Department of Industry and Commerce

Department overview
- Formed: 22 December 1975
- Preceding Department: Department of Tourism and Recreation – for tourism Department of Transport (III) – for shipbuilding Department of Manufacturing Industry;
- Dissolved: 7 May 1982
- Superseding Department: Department of Defence Support Department of Industry and Commerce (II);
- Jurisdiction: Commonwealth of Australia
- Headquarters: Barton, Canberra
- Ministers responsible: Bob Cotton, Minister (1975–1977); Phillip Lynch, Minister (1977–1982);
- Department executive: Neil Currie, Secretary;

= Department of Industry and Commerce (1975–1982) =

Australian government department, 1975–1982

The Department of Industry and Commerce was an Australian government department that existed between December 1975 and May 1982.

==Scope==
Information about the department's functions and government funding allocation could be found in the Administrative Arrangements Orders, the annual Portfolio Budget Statements and in the Department's annual reports.

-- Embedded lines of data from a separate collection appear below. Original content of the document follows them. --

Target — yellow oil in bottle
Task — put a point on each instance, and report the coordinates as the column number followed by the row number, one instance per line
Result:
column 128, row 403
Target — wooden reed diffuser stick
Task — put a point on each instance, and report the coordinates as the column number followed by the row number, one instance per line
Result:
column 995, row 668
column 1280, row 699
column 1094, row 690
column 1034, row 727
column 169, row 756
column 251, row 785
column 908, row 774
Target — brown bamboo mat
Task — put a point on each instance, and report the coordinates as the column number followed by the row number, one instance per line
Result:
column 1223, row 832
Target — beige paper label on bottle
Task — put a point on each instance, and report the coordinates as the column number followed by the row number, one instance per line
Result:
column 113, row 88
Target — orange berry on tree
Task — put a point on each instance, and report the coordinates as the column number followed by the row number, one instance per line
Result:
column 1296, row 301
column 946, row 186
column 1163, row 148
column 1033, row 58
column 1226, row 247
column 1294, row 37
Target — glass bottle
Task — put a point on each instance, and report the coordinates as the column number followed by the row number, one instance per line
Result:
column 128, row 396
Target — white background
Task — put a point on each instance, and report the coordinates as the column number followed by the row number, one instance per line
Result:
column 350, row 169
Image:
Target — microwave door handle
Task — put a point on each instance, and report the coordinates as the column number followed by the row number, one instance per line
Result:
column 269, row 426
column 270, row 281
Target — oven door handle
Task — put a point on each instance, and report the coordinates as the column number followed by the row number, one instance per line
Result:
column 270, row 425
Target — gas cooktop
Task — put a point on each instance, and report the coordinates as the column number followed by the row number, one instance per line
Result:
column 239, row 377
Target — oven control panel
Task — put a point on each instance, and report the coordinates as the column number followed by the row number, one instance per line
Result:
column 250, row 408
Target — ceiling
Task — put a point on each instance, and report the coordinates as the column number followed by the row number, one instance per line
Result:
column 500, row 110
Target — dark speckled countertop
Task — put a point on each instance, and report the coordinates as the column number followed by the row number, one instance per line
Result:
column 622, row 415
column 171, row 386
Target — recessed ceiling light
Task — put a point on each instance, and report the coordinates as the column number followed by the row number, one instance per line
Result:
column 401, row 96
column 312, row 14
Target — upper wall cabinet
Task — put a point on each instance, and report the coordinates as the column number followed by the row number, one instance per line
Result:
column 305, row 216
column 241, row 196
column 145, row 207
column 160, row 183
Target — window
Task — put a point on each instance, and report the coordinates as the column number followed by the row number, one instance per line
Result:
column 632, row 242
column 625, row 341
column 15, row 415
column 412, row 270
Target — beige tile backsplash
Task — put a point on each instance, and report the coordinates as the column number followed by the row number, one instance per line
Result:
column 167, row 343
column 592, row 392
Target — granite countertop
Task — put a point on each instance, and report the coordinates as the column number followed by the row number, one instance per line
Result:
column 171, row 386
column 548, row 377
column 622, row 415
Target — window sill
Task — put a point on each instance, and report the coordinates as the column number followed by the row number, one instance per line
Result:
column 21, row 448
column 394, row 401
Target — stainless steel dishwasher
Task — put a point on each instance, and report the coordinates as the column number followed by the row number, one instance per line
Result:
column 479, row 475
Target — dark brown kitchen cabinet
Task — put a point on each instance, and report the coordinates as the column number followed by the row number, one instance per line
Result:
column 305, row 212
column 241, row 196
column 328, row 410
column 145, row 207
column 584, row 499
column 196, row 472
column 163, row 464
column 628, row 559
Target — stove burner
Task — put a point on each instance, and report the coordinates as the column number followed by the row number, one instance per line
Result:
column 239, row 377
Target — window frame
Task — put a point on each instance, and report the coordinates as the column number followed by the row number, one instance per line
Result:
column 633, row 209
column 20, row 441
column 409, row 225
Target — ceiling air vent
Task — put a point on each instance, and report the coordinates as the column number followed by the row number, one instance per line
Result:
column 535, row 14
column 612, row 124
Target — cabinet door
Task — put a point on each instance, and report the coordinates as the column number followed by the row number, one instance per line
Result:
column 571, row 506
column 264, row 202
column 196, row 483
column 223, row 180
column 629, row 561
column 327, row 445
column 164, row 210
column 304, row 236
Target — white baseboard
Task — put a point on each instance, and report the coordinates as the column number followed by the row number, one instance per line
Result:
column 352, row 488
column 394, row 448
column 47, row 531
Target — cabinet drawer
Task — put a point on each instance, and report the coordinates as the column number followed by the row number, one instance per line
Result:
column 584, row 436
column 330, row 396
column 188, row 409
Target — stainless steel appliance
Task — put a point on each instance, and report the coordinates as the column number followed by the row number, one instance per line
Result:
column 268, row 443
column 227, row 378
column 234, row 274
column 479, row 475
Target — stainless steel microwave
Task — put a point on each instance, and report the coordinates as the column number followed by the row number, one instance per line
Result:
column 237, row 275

At its creation, the Department dealt with:
- The efficiency and development of manufacturing and tertiary industries and research relating thereto
- Adjustment assistance to industry
- Assistance to small business
- Manufacture of goods and provision of services
- Shipbuilding

==Structure==
The Department was an Australian Public Service department, staffed by officials who were responsible to the Minister for Industry and Commerce.